# African Mahogany Strat



## Itchy Brother (Aug 22, 2008)

Found some nice African Mahogany to make a Strat out of.I think I like this one.


----------



## cabinetman (Jul 5, 2007)

That's some real gorgeous wood. What are you using for a finish?












 







.


----------



## scoffey (Mar 1, 2011)

Absolutely beautiful. I also play guitar and cant wait to see the finished strat. What kind of pick-ups are you going to use?


----------



## Itchy Brother (Aug 22, 2008)

I just sand them to 220 and let the buyer do the finishing.Just some Laquer compatible sealer on it to show the grain better for pictures.They can go HSS or SSS on the pup's


----------



## frankp (Oct 29, 2007)

Another pretty one, Itchy. How much are you listing this one for, just out of curiosity? 
Also, have you considered some "topped" bodies of slightly cheaper wood with a curly top or something? They're almost as easy to make as the single-wood variety and fetch a good dollar amount because of the differences in tone and weight etc.


----------



## Itchy Brother (Aug 22, 2008)

Frank,it has one bid so far for $***.** but mostly its not much,just sort of a hobby.


----------



## frankp (Oct 29, 2007)

Damn, Itchy, you can definitely supplement an income nicely if they're selling for stars!  Good for you, hobby or not. It's nice to get a little back from our hobbies, even if they aren't making us rich.


----------



## Taylormade (Feb 3, 2011)

Ahem. Gary, it's time for my monthly "hey, has anyone sent you back a finished pic yet?" post.
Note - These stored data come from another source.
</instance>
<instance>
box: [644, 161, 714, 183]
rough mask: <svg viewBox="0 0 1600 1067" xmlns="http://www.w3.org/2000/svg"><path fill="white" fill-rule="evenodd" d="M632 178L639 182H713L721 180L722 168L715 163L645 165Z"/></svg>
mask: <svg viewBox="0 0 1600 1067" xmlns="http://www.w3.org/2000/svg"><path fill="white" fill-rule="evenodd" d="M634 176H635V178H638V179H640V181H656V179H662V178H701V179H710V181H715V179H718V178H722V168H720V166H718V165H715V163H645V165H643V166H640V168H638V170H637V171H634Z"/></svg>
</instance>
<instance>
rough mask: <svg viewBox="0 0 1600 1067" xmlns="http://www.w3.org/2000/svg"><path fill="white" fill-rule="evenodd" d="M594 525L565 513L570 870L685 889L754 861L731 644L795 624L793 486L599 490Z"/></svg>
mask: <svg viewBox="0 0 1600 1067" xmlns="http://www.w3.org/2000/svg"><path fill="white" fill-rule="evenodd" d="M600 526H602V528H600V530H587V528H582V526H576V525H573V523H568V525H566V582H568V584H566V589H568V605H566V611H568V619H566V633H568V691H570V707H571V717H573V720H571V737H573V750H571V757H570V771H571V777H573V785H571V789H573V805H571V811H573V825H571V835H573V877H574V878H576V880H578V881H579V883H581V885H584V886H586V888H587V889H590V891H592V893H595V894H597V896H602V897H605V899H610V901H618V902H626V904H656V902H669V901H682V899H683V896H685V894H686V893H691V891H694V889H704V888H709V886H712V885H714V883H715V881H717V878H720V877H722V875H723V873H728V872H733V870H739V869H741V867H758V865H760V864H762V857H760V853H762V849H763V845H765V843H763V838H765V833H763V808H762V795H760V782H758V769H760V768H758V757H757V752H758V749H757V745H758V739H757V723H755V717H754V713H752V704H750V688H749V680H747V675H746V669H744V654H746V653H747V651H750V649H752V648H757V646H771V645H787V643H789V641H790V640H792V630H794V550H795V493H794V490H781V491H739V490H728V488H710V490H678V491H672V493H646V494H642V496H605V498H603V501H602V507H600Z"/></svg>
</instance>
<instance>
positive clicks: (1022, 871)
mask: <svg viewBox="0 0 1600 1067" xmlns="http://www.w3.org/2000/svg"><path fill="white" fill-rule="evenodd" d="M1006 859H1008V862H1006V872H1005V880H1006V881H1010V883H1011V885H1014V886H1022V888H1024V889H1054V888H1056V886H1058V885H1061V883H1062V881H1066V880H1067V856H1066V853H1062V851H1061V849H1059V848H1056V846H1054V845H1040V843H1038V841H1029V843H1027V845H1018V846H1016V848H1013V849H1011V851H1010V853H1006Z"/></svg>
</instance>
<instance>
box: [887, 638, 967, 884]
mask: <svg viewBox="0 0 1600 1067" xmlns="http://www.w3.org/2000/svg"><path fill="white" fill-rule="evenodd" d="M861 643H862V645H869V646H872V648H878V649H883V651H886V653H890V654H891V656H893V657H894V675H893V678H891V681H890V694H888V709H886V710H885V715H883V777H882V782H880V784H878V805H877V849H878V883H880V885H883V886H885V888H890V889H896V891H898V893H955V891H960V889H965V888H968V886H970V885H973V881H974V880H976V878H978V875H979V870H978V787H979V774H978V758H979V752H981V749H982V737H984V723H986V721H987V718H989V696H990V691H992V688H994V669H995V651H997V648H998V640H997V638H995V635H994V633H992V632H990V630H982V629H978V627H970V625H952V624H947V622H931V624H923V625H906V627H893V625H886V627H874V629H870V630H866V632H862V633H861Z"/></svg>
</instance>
I'm dying to see some of these things with electronics, pick guards and strings on them!!!


----------



## Itchy Brother (Aug 22, 2008)

Not yet Taylor.Ill ask some to do that.


----------



## 4skinz80 (Aug 16, 2011)

That is a nice chunk of wood... Good work!!!


----------



## gideon (May 26, 2010)

That is really sweet! Now I want to replace my ocean turquoise strat! 

Is this wood also called sapele or ribbon sapele?


----------



## Kenbo (Sep 16, 2008)

Don't know how I missed this one, but I'm on it now. Another awesome job Gary. The grain a colouring on this one is incredible. I too would love to see some of the finished products. Awesome work buddy. You have become the guitar body master my man.


----------



## johnnie52 (Feb 16, 2009)

That don't look like any Strativarius I've ever seen... 

JK... nice piece.


----------